Exploring Mesoscale Contact Mechanics by Atomic Force Microscopy

Mesoscale contact junctions, formed by mechanical interaction of elastic, viscoelastic, and elastoplastic solids, play a crucial role in a wide range of physical phenomena, going from rubber friction and adhesion to biological adhesion in filamentary attachment pads and cell adhesion and interaction with physical scaffolds. Moreover, they affect the response of several microelectromechanical systems and impact the performance of novel lithographies that manipulate objects, pattern surfaces, and transfer molecules with nanoscale accuracy. It is well known that the behavior of contact spots is highly complex since it depends on different factors, namely, contact geometry, bulk and surface (visco)elasticity, plasticity, physical and chemical adhesion.

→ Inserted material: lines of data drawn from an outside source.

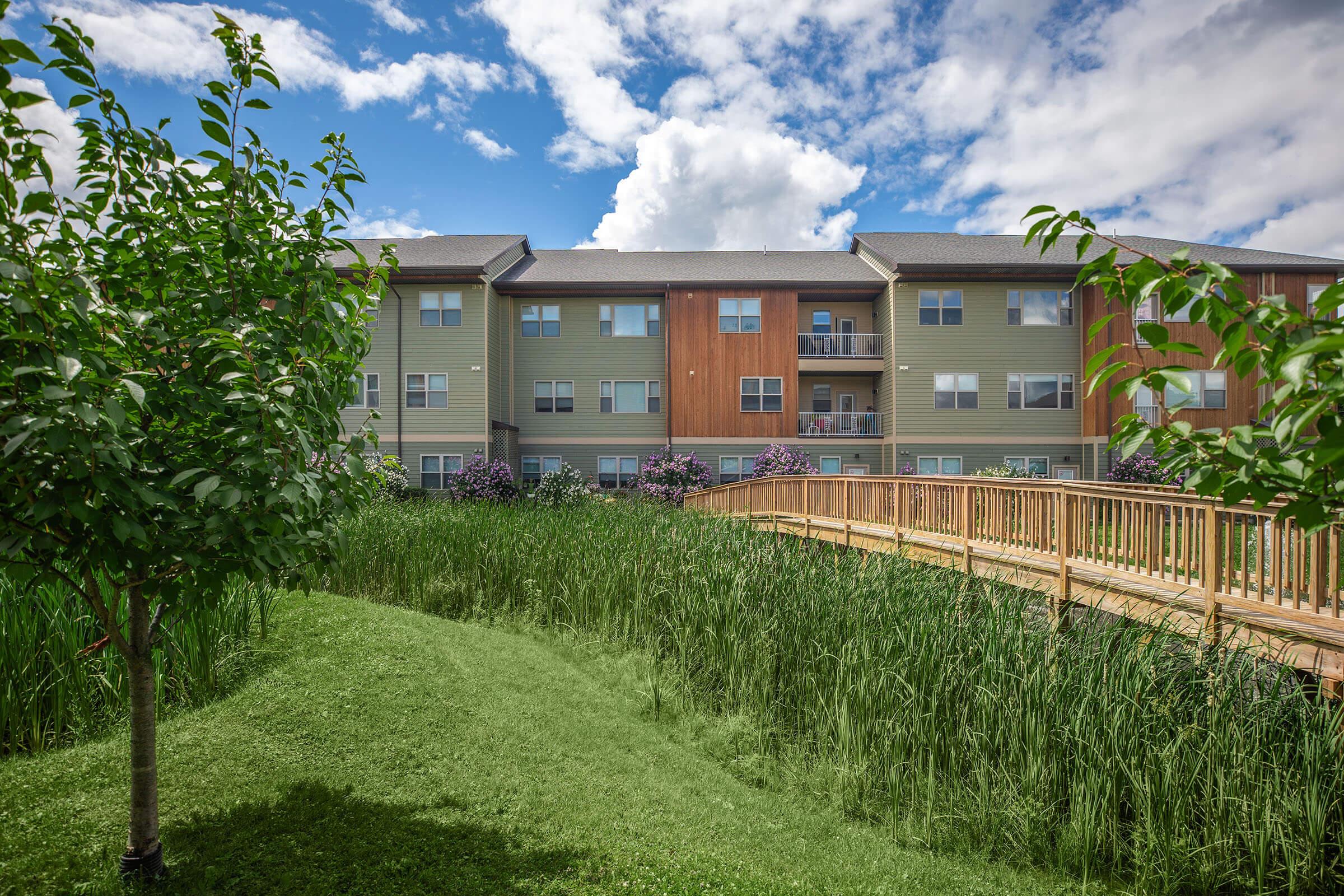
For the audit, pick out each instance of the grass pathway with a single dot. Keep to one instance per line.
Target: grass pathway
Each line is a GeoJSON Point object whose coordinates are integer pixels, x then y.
{"type": "Point", "coordinates": [386, 752]}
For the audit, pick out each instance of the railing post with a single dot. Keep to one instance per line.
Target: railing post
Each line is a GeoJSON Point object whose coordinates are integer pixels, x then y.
{"type": "Point", "coordinates": [1065, 527]}
{"type": "Point", "coordinates": [1208, 573]}
{"type": "Point", "coordinates": [968, 523]}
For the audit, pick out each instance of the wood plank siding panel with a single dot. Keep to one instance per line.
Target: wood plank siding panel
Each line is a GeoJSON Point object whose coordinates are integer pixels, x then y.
{"type": "Point", "coordinates": [1244, 399]}
{"type": "Point", "coordinates": [704, 366]}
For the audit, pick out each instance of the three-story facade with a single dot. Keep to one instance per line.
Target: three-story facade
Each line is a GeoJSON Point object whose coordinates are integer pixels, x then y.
{"type": "Point", "coordinates": [937, 354]}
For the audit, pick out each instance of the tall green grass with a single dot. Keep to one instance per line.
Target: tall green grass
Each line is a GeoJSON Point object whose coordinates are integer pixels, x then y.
{"type": "Point", "coordinates": [939, 704]}
{"type": "Point", "coordinates": [52, 696]}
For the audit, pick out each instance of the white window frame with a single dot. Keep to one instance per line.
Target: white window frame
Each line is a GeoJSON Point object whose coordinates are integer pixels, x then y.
{"type": "Point", "coordinates": [738, 315]}
{"type": "Point", "coordinates": [619, 474]}
{"type": "Point", "coordinates": [606, 320]}
{"type": "Point", "coordinates": [761, 394]}
{"type": "Point", "coordinates": [428, 393]}
{"type": "Point", "coordinates": [939, 460]}
{"type": "Point", "coordinates": [1063, 307]}
{"type": "Point", "coordinates": [1061, 382]}
{"type": "Point", "coordinates": [941, 307]}
{"type": "Point", "coordinates": [652, 396]}
{"type": "Point", "coordinates": [444, 304]}
{"type": "Point", "coordinates": [1200, 381]}
{"type": "Point", "coordinates": [743, 474]}
{"type": "Point", "coordinates": [543, 318]}
{"type": "Point", "coordinates": [541, 465]}
{"type": "Point", "coordinates": [442, 469]}
{"type": "Point", "coordinates": [554, 396]}
{"type": "Point", "coordinates": [956, 393]}
{"type": "Point", "coordinates": [1026, 464]}
{"type": "Point", "coordinates": [362, 381]}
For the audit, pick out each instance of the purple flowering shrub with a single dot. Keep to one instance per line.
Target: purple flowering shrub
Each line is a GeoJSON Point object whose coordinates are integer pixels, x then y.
{"type": "Point", "coordinates": [667, 476]}
{"type": "Point", "coordinates": [1144, 468]}
{"type": "Point", "coordinates": [783, 460]}
{"type": "Point", "coordinates": [482, 480]}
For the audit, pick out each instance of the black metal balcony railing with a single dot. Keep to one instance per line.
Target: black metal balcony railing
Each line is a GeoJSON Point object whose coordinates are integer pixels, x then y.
{"type": "Point", "coordinates": [841, 425]}
{"type": "Point", "coordinates": [839, 346]}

The introduction of novel experimental strategies, aimed to tightly correlate the junction response with their relevant interfacial properties, is certainly mandatory and highly promising. In this chapter, we present atomic force microscopy as an ideal tool for contact mechanics investigations on individual and multiple contact junctions. In particular, we focus on the fabrication of custom probes, with characteristic size from a few hundred nanometers to several microns, and on their use in nanoindentation studies. We also discuss paradigmatic experiments addressing the role of interfacial roughness, viscoelasticity, plasticity, and adhesion on the mechanical response of mesoscale contacts.